If you’re going to drag yourself out of bed and make yourself vagule presentable enough to the world in a timely enough manner to eat brunch, you should be rewarded by unlimited alcohol. This isn’t merely our opinion, this is a fact. It just is. But now the killjoy nerds at the New York City Hospitality Alliance are trying to put the brakes on our awesome goodtime unlimited drunk brunch party by prissily insisting that bottomless brunch is illegal. You will pry our bottomless bloody marys out of our tremor-filled fingers to nerds.
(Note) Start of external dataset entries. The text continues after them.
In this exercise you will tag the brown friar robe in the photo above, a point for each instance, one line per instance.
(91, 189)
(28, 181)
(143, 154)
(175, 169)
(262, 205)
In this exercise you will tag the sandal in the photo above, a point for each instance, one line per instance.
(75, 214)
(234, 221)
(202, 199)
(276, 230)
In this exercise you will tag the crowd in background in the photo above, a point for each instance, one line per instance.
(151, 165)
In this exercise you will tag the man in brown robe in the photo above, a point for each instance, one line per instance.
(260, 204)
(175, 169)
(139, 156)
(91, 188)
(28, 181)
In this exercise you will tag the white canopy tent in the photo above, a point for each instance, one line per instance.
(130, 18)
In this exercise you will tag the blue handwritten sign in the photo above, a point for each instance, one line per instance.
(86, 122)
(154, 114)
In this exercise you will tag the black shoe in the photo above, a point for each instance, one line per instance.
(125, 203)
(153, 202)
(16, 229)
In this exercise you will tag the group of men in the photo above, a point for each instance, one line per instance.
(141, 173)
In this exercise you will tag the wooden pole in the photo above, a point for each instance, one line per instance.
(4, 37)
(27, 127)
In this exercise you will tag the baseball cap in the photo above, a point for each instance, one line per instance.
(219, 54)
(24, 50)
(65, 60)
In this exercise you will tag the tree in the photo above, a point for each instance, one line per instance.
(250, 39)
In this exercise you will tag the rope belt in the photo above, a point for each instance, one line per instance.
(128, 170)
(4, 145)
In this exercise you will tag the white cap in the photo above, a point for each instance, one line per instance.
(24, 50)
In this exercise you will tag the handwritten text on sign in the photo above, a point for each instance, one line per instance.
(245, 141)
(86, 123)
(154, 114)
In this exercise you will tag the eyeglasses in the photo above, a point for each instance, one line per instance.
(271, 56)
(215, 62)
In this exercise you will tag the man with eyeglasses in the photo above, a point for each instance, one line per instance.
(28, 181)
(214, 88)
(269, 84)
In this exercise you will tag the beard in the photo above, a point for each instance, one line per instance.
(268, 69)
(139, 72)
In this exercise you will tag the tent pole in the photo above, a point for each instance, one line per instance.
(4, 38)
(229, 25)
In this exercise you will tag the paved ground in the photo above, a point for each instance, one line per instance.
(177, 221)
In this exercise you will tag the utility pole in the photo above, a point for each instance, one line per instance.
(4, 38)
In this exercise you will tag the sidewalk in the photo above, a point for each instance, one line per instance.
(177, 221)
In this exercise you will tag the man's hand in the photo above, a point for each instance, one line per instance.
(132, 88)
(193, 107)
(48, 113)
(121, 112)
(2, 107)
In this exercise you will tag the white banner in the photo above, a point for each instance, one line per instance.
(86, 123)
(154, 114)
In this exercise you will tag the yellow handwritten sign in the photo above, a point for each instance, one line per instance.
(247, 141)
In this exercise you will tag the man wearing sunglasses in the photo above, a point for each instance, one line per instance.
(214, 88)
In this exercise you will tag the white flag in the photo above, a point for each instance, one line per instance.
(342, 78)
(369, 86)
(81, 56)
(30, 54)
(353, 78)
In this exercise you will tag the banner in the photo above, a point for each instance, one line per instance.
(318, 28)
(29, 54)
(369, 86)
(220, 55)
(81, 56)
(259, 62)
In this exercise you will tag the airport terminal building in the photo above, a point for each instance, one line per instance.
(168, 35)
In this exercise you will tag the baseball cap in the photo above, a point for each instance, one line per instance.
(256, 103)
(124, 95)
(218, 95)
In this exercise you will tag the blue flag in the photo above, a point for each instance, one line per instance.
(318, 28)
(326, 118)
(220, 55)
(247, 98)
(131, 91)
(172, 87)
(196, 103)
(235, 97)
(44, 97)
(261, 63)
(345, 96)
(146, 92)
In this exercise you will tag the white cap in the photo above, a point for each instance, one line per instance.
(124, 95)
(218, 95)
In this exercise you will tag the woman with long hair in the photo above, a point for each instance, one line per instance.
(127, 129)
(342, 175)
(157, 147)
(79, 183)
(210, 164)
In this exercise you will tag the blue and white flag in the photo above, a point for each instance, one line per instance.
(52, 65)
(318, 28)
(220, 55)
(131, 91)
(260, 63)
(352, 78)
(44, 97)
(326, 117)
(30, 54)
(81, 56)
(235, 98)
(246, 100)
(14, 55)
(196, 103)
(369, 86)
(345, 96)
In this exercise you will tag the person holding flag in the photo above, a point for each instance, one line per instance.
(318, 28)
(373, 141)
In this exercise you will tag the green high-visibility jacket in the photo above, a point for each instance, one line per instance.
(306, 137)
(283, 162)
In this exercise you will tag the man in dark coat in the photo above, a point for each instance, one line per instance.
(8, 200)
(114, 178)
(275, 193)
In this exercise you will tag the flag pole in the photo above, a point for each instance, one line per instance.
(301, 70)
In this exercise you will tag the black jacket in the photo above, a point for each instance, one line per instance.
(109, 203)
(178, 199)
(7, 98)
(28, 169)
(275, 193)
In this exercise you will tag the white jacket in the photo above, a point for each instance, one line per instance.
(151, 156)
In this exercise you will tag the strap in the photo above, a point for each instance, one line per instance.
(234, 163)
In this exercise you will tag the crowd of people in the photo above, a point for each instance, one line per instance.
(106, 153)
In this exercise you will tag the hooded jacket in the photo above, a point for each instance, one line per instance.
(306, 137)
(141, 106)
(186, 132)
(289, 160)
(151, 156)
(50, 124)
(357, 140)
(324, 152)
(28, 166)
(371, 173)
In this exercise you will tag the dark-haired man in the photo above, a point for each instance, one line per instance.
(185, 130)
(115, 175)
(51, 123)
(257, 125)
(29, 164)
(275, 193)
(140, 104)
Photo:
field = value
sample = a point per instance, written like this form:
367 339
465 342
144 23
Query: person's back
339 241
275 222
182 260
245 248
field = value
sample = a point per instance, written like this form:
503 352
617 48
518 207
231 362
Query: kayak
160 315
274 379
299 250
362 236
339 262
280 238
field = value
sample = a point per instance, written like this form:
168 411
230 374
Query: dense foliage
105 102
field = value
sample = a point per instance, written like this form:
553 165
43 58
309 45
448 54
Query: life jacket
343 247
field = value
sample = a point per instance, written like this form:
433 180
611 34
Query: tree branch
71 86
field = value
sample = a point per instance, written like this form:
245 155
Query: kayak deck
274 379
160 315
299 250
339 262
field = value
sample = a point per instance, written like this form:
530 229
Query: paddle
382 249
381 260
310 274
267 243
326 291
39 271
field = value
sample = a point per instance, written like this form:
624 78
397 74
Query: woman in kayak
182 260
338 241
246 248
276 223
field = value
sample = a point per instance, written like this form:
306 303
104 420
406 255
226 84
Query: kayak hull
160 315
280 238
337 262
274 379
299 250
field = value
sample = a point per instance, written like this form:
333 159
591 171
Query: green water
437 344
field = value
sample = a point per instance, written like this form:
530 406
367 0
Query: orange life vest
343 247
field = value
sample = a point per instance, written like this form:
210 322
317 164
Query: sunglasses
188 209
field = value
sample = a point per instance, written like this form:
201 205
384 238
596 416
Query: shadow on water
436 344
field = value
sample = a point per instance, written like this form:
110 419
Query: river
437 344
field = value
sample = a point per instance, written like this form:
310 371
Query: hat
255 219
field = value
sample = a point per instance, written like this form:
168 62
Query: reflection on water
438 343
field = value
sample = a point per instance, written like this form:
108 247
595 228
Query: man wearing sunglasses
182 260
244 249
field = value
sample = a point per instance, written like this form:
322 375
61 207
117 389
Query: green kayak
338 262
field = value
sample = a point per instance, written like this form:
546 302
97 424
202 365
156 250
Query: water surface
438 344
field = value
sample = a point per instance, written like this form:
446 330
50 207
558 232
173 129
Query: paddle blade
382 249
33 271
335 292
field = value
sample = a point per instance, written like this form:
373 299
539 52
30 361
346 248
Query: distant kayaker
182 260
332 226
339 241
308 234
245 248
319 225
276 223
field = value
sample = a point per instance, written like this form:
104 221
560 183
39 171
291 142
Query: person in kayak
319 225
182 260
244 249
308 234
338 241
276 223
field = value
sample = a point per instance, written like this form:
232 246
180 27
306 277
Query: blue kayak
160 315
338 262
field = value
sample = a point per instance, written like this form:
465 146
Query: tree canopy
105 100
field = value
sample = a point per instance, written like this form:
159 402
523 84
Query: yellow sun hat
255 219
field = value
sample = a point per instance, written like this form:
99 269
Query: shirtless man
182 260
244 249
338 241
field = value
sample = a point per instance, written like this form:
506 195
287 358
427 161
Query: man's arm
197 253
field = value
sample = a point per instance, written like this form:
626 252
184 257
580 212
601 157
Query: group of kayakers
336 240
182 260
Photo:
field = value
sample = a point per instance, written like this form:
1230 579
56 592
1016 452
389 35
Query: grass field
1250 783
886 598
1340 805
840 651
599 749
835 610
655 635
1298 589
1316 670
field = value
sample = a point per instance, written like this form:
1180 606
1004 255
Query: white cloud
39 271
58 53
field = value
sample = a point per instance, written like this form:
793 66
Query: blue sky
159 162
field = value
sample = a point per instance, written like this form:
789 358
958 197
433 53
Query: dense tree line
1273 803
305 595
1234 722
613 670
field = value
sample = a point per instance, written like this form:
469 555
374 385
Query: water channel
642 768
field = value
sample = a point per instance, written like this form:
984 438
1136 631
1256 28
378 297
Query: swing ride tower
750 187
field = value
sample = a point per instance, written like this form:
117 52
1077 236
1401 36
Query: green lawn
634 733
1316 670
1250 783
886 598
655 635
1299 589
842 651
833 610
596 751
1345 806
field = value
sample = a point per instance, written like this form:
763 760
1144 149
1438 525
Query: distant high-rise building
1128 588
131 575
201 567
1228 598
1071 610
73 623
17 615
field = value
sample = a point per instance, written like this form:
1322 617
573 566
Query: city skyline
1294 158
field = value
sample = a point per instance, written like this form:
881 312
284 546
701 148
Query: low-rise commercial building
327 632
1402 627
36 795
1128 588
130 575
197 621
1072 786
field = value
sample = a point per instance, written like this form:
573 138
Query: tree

Yes you might have thought that the war on brunch was over, but you forget that people love war and they love sequels and they hate the thought of you and your decadent liberal friends drinking yourselves stupid by one in the afternoon. As Eater shares, NYCHA, not to be confused with the other NYCHA, recently put out a press release reminding people that “selling, serving, delivering or offering to patrons an unlimited number of drinks during any set period of time for a fixed price” is illegal.
Now, whether or not this means the jackbooted thugs of the no-fun police will slap that fourth bloody mary out of your hand is yet to be seen. We predict we’ll be safe for now, because New York’s delicate balance is definitely kept in part by filling its citizens with ungodly amounts of booze, and the idea of a New York that’s close to sober on Saturday and Sunday mornings is nothing anyone wants to deal with. Plus, even NYCHA told the Post that the odds of enforcement of the law is low. It’s not a bad idea to keep Stephen Levin’s office’s number handy, in case the raids start, but all that being said, there’s still no law against you drinking as many bloody marys as you want in your apartment while you don’t wear pants. A true bottomless brunch, if we’ve ever seen one (and we have).